Owing to their invasive personalities, you believe Shay when he tells his fellow 'outcasts' – an obese boy (Hardik Thakkar, as Ganesh) and a spunky girl (Muskaan Jaferi, as Pia) – that being a connoisseur of culture is harder than being fat or female in the all-boys Noble High School. You believe that Shay would rather be tormented every day than be called a snitch. And you reluctantly believe that it's necessary to show – in vividly disturbing scenes – just how far Arjun is willing to go in order to break Shay's determination. The conversations between Mr. Murali and the headmaster (M.K. Raina) lend an empathy to Shay's journey. To his struggle of preserving a school's false sense of brotherhood. The men say the right things, support the right ideas: the "good adults" in a land spiralling out of their gentle control.
The director is otherwise unerring in her gaze of the school's not-so-noble ways. The repetitiveness, I believe, is necessary to inform Shay's coming-of-rage arc. The sodomy, repressed sexual orientations, the barbarianism of the bullies – these images go beyond the ordinary and expose the social realities enabled by an archaic education system. By making Shay someone who is conflicted with the status of his own heroism, the film stops short of romanticizing the victim's mentality. The choice of winter as the season, too, is not without thought – the chill forces the characters to "wear" more layers, both literally and figuratively, and increases the significance of water (a recurring theme, in toilets and pools, to depict Shay's gradual descent) in context of suffering. Given Kataria's background as a fine production designer, it's these stylistic details that define the language of Noblemen. Even the smaller things: A weighing scale near Ganesh's dorm bed, the creatures from Maurice Sendark's Where The Wild Things Are painted on campus walls, a "John Jarvis" hall, an intense violin riff calming down as a stage actor slowly comes out of character, even something as simple as a Skype profile photo reflecting the backstory of Shay's paralyzed mother.

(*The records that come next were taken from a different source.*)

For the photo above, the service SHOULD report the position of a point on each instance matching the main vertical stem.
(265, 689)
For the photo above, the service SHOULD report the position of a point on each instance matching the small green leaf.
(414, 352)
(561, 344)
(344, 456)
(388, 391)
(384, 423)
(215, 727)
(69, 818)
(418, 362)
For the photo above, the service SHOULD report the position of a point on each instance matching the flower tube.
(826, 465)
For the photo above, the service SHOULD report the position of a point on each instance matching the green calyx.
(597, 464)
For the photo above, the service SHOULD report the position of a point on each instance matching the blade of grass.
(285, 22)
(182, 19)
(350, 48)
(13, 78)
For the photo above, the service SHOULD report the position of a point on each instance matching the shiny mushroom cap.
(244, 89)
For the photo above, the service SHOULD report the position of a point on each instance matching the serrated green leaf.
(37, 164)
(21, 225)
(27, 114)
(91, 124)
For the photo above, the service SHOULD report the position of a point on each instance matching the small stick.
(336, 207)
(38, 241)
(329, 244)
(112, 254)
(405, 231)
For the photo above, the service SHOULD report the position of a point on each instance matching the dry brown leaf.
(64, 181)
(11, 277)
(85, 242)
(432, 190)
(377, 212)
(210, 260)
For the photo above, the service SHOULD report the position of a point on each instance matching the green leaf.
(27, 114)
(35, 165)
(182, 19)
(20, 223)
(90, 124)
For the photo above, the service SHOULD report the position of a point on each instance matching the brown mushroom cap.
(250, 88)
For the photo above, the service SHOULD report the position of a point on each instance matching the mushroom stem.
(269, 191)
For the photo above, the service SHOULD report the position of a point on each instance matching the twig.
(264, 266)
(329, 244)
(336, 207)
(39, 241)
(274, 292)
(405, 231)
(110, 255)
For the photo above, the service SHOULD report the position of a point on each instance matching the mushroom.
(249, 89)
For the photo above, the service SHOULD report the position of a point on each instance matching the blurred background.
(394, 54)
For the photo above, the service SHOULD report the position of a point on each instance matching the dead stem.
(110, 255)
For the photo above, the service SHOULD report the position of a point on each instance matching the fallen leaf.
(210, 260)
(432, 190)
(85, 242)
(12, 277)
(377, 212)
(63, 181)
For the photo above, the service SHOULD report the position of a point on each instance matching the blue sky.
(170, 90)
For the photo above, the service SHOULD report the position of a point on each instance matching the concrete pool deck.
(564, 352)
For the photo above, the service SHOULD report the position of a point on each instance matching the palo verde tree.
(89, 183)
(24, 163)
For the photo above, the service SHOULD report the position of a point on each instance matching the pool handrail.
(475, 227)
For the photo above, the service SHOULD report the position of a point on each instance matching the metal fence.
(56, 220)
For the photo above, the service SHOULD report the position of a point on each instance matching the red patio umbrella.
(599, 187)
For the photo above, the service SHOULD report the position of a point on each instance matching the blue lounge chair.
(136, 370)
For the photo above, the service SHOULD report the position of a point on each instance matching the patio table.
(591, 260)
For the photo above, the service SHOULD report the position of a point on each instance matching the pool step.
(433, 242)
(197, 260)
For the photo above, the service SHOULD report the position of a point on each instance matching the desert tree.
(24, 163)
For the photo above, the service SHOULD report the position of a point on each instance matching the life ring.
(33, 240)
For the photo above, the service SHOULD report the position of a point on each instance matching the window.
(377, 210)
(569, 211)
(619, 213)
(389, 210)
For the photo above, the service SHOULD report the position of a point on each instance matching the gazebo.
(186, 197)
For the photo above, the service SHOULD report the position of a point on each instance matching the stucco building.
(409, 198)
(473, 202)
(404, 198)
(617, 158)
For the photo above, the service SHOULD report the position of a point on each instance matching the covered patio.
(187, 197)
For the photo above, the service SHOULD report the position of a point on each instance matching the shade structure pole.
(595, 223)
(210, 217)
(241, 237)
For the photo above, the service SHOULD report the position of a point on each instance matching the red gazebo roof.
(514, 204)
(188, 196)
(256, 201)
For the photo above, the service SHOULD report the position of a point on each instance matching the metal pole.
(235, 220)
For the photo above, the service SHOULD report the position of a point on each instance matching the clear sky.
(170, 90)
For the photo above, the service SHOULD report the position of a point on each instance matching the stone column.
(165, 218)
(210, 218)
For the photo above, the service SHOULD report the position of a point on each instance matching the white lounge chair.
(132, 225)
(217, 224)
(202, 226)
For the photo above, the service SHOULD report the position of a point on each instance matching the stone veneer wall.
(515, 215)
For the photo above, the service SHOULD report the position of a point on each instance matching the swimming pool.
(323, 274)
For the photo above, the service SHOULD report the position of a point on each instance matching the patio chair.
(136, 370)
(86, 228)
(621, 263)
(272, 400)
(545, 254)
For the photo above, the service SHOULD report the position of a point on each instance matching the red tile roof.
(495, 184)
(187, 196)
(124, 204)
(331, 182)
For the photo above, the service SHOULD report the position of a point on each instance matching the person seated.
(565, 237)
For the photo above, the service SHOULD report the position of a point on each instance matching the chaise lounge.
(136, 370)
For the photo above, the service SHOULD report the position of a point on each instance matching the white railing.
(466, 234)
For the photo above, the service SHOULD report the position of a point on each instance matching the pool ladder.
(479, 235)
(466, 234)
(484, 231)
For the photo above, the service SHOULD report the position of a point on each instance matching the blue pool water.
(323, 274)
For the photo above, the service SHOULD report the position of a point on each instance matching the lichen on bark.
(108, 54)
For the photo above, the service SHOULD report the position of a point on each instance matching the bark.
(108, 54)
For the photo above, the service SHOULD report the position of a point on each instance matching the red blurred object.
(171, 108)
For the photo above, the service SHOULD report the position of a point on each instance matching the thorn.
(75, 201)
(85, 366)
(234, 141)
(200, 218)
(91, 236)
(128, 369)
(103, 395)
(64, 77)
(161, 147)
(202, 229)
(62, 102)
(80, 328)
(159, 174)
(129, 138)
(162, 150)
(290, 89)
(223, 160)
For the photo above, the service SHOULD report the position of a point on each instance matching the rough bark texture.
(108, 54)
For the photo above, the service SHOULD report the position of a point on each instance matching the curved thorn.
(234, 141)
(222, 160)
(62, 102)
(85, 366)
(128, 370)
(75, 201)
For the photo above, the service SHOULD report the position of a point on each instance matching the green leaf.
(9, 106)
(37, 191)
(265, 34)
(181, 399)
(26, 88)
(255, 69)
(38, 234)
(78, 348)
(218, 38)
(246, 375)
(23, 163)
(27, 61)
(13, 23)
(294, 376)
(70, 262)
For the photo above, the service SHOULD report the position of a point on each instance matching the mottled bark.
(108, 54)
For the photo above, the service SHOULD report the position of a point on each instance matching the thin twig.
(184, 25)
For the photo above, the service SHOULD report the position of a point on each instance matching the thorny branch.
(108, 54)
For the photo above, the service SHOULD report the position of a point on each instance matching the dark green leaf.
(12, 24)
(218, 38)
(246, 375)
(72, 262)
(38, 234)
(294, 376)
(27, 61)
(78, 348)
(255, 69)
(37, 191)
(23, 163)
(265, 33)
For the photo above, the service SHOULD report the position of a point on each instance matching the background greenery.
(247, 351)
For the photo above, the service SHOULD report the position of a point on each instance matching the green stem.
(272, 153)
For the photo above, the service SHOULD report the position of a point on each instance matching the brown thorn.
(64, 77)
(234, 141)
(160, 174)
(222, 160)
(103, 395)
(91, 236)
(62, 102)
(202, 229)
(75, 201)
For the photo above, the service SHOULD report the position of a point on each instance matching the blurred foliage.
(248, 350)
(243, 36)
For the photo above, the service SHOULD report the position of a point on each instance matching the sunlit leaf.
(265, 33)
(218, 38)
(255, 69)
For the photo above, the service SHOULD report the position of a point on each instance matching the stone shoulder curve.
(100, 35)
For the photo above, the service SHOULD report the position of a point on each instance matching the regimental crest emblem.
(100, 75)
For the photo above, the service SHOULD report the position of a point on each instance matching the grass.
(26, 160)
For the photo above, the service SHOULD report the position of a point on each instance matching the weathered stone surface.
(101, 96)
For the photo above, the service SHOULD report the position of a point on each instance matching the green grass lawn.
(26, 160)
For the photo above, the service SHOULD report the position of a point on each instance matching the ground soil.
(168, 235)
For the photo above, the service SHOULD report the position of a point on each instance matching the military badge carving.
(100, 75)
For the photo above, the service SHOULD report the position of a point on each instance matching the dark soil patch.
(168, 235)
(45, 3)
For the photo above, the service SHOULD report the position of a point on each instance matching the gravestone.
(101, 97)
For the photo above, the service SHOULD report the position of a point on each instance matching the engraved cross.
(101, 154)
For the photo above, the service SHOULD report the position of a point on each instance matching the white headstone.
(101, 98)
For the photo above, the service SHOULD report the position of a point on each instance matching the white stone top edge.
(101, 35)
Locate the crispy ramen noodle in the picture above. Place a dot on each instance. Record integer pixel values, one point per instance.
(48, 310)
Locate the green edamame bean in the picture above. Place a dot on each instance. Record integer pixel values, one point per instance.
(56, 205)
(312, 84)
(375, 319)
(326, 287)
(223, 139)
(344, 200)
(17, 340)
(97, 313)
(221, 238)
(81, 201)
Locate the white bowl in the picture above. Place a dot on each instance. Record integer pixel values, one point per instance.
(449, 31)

All of which goes to say that Noblemen is located in a world that is not limited by the literature it interprets. Often, filmmakers are so needlessly reverential of the traditional source material that they end up compromising on the fabric of their own film's universe, their own voices, to accommodate the grammar of a Shakespeare or even a Chetan Bhagat. Adapting a book doesn't necessarily mean being loyal to its themes – at times, as in this case, the words merely provide a foundation on which an entirely new language can be conceived. The literature might be important to the filmmaker, but as Noblemen proves, it shouldn't be quite as important to the viewer. All we should see is a dark cautionary tale of an India that struggles to control the last structures of colonial learning. All we see is Shay breaking free to become his own merchant of menace.